A digital health technology platform may prove useful for optimizing treatment of acute lymphoblastic leukemia (ALL), according to research published in SLAS Technology.

The platform is based on phenotypic personalized medicine (PPM), in which a patient’s response to treatment can be visually represented in the shape of a parabola.

The graph plots the drug dose along the horizontal axis and the patient’s response on the vertical axis.

Researchers said PPM has the ability to accurately identify a person’s optimal drug and dose combinations throughout an entire course of treatment.

“Phenotypic personalized medicine is like turbocharged artificial intelligence,” said study author Dean Ho, PhD, of the University of California, Los Angeles.

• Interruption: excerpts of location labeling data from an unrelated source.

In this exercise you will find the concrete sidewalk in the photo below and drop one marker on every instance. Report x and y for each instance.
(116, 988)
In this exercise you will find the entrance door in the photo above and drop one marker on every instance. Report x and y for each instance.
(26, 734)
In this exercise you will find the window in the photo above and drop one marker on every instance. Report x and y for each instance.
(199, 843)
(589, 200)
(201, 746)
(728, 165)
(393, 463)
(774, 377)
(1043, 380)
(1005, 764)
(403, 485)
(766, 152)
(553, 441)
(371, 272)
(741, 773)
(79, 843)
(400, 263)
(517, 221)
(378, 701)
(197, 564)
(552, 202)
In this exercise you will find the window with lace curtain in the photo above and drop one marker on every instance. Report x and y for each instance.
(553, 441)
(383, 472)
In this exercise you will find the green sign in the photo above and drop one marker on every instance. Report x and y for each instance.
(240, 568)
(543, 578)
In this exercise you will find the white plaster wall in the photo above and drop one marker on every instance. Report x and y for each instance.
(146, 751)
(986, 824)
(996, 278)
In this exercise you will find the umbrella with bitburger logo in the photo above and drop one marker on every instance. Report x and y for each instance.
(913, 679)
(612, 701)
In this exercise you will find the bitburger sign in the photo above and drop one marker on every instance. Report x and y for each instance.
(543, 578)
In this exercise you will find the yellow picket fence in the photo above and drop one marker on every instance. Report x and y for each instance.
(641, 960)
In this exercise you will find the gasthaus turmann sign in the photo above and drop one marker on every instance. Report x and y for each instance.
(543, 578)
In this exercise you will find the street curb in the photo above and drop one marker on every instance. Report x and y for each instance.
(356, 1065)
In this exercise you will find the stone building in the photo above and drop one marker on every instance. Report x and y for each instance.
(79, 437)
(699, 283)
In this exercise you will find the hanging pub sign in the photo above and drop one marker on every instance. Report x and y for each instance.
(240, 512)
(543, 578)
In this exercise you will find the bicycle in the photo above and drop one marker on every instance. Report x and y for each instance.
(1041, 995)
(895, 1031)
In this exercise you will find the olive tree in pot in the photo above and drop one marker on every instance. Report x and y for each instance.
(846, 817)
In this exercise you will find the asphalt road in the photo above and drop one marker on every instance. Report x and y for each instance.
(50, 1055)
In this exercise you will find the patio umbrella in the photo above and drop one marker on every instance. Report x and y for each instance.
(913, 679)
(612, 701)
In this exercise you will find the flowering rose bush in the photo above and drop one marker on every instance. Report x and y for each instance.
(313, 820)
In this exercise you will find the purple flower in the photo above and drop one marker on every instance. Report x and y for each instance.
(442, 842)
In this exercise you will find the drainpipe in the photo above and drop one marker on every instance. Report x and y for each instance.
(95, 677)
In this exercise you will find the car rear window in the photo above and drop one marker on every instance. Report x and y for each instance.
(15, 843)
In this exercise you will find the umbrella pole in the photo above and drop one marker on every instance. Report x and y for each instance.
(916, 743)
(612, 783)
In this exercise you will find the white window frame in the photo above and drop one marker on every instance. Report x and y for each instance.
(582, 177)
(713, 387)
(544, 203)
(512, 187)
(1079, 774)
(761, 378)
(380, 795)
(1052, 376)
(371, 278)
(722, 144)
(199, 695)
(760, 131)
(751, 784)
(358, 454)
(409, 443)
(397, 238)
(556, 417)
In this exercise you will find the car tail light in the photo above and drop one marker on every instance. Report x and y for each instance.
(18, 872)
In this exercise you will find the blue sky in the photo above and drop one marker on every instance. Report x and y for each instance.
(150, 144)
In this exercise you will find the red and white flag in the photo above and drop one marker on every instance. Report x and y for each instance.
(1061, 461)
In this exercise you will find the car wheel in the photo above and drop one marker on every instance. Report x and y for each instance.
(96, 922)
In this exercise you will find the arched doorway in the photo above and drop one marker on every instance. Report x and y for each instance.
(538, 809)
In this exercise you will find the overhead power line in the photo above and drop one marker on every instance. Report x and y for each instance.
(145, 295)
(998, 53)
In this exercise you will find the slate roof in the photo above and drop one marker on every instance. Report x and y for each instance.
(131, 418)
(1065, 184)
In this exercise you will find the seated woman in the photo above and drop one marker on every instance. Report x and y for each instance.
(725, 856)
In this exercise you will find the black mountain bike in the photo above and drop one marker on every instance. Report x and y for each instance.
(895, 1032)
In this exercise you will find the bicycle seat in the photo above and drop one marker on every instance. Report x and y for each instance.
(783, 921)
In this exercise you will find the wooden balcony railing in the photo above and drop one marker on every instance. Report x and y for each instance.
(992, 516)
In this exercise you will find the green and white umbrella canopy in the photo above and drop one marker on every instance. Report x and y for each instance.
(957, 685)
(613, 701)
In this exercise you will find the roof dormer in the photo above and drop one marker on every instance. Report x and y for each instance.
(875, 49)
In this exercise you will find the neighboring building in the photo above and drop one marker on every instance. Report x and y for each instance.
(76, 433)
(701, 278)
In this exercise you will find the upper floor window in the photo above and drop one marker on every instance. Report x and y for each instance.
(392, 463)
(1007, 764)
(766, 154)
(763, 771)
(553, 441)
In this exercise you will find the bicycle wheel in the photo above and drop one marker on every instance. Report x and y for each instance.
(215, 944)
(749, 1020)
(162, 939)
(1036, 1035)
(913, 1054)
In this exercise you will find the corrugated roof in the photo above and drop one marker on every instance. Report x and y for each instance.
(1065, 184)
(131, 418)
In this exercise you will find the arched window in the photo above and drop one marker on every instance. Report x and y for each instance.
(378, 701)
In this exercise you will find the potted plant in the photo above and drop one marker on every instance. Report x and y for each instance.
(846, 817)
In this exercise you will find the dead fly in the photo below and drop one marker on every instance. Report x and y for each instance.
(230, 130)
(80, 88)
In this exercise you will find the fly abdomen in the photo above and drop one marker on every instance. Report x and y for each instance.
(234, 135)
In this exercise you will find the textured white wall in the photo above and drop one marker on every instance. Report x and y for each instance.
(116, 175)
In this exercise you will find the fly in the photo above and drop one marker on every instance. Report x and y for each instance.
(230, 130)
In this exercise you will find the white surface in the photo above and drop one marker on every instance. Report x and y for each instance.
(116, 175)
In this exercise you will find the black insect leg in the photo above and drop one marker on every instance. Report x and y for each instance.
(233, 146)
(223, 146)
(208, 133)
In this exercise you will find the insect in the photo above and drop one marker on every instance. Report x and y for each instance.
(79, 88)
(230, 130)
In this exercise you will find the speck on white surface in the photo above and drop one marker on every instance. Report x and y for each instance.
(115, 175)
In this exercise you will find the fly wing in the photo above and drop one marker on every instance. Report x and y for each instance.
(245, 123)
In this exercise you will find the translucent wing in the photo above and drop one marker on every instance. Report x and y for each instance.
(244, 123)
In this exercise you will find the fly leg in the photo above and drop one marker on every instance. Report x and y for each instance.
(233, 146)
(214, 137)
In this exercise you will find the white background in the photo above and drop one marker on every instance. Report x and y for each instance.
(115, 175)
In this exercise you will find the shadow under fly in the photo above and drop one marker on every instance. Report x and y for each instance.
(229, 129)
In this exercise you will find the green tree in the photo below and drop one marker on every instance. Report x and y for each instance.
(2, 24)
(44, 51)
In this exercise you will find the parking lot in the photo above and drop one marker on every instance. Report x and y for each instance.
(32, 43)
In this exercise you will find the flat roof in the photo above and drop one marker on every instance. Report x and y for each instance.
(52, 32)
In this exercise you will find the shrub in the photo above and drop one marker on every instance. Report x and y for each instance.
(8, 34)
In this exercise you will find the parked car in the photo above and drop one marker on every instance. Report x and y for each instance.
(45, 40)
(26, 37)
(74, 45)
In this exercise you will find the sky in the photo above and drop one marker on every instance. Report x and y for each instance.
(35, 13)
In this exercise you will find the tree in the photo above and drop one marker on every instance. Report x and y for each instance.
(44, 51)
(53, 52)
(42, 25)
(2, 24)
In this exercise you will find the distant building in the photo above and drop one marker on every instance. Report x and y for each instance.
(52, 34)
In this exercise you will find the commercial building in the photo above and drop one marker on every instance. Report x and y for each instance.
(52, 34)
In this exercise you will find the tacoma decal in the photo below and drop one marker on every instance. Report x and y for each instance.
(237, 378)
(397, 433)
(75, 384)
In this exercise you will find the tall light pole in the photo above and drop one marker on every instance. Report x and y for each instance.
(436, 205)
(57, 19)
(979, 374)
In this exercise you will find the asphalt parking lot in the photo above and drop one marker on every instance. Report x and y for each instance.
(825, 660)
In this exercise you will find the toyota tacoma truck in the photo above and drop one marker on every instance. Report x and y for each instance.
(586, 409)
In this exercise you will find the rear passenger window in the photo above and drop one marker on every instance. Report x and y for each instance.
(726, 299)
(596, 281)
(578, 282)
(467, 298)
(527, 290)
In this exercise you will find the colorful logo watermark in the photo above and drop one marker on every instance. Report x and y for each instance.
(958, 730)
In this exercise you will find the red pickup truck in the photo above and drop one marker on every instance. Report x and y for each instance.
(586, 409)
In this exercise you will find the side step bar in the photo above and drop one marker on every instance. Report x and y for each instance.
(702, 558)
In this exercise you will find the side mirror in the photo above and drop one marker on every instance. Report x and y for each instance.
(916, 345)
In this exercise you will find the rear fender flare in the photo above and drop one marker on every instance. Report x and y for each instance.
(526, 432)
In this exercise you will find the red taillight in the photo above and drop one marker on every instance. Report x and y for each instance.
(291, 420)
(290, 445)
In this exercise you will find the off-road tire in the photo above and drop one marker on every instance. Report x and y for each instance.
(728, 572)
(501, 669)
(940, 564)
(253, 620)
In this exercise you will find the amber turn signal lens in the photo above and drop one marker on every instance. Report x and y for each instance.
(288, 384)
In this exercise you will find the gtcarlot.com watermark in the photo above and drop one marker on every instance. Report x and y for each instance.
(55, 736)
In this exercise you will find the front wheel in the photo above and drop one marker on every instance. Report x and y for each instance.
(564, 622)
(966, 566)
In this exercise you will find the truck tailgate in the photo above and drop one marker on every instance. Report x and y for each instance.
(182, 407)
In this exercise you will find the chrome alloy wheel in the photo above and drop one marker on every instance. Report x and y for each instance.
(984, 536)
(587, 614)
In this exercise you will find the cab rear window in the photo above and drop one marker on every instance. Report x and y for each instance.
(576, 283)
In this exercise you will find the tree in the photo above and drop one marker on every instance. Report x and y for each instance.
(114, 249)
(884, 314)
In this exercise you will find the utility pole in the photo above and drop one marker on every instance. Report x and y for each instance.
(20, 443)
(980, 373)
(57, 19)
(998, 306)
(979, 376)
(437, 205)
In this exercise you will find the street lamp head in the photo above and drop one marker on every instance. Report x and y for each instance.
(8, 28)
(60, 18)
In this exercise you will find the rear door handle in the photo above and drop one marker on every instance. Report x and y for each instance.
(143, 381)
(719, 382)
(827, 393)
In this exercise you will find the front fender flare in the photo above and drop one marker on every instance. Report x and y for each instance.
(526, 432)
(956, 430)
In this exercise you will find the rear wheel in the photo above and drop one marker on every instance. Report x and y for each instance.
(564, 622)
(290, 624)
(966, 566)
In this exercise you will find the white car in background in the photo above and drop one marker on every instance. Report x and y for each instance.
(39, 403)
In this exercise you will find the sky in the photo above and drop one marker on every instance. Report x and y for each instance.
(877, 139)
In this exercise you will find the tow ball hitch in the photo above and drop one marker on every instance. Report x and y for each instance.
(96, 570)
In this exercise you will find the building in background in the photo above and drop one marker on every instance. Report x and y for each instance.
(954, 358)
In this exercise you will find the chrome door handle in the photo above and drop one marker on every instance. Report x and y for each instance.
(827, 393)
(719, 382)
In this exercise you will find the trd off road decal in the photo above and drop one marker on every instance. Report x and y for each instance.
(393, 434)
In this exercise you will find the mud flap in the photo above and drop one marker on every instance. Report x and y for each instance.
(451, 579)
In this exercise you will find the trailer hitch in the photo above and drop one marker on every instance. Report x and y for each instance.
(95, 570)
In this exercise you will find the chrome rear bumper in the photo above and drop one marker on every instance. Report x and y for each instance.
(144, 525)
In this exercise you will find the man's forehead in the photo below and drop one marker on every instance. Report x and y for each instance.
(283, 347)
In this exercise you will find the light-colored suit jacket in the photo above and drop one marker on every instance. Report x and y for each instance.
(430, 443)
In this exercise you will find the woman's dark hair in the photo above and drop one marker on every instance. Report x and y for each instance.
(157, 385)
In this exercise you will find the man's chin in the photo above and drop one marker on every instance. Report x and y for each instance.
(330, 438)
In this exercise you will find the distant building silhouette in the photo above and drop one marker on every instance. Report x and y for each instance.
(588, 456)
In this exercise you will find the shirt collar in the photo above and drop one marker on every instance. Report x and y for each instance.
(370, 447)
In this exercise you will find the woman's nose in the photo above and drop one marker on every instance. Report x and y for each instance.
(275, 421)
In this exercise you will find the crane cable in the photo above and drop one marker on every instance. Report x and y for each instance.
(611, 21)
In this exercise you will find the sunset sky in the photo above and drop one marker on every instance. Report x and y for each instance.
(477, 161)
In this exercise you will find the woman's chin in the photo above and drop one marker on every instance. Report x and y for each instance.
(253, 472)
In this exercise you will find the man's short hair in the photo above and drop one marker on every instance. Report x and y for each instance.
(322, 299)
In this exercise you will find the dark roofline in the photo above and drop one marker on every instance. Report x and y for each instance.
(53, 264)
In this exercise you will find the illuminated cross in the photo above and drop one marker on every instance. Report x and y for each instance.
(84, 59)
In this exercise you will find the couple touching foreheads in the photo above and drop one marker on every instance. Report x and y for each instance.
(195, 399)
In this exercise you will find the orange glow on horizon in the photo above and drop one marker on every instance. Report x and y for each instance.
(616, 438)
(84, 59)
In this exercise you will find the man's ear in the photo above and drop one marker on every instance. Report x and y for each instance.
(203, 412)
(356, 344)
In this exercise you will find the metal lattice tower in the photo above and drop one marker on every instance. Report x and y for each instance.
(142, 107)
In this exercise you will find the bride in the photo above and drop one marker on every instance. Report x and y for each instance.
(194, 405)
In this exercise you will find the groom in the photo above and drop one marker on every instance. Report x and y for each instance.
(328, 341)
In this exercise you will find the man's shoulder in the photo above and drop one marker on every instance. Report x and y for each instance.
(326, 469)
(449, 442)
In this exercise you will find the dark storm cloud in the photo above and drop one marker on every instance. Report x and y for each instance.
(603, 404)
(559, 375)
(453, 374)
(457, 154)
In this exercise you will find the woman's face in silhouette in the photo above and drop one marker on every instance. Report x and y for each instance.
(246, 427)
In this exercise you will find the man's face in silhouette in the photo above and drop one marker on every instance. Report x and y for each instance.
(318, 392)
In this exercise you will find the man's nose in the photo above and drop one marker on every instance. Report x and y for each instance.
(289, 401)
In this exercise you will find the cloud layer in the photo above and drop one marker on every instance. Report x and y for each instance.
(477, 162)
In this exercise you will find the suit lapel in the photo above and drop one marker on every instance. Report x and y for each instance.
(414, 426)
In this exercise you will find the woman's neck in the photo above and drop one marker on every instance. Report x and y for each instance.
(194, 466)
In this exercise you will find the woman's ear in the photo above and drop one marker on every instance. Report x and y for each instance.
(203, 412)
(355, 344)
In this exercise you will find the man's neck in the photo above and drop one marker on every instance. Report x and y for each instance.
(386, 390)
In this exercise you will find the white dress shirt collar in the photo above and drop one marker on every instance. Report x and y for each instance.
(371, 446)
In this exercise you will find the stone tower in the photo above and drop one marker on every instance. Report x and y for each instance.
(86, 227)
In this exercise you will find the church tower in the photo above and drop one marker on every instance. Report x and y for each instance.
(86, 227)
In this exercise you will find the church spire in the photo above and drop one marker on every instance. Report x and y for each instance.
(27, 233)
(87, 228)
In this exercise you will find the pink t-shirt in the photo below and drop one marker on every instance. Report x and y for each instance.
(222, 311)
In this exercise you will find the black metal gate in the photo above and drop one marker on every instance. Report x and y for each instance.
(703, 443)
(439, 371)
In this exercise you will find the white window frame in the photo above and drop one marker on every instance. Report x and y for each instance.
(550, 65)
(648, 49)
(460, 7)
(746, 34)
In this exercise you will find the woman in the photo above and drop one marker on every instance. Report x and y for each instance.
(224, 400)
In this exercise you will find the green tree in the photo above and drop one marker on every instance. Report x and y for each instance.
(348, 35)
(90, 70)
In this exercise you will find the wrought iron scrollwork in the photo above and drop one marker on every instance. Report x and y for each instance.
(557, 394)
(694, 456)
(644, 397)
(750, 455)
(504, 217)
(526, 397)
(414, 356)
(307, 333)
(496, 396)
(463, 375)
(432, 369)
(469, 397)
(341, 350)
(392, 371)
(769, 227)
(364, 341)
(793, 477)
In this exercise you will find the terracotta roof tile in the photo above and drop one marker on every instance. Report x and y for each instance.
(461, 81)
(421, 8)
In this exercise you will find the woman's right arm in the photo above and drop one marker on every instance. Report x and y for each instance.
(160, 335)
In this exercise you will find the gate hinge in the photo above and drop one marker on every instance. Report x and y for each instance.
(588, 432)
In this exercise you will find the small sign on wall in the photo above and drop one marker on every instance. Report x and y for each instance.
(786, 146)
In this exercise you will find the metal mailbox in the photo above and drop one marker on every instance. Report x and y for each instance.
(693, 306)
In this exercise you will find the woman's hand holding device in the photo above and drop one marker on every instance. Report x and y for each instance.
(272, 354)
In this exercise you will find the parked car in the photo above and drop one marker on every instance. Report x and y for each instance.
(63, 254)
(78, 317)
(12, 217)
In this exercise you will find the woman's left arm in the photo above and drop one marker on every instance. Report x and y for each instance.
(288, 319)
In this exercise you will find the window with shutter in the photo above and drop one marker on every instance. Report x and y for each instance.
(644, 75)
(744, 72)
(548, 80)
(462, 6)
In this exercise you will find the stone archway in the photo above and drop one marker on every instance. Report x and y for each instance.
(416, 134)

“It personalizes combination therapy to optimize efficacy and safety. The ability for our technology to continuously pinpoint the proper dosages of multiple drugs from such a large pool of possible combinations overcomes a challenge that is substantially more difficult than finding a needle in a haystack.”

In this study, Dr Ho and his colleagues used PPM to (retrospectively) individualize drug ratios/dosages in 2 pediatric patients with standard-risk ALL.

The researchers looked at the patients’ records to examine the administration of 4-drug maintenance regimens (dexamethasone, vincristine, mercaptopurine, and methotrexate).

The team said the drug doses served as the inputs, and maintaining absolute neutrophil counts and platelet counts within target ranges served as the outputs for optimization.

Using PPM, the researchers generated individualized 3-dimensional maps to determine the optimal drug ratios.

The team found their technology-suggested drug dosages were as much as 40% lower than clinical chemotherapy dosages, but they still maintained target neutrophil/platelet levels.

The parabolas showed that markedly different dosages of each drug were required to maintain normal cell counts for each patient.

The researchers said their results demonstrate a clear need to personalize ALL treatment and will serve as a foundation for a pending clinical trial to optimize multidrug chemotherapy.

“PPM has the ability to personalize combination therapy for a wide spectrum of diseases, making it a broadly applicable technology,” said study author Chih-Ming Ho, PhD, of the University of California, Los Angeles.

“The fact that we don’t need any information pertaining to a disease’s biological process in order to optimize and personalize treatment is a revolutionary advance. We’re at the interface of digital health and cancer treatment.”

The research team is planning to recruit patients for a prospective trial within the next year. The technology is approved for additional infectious disease and oncology studies.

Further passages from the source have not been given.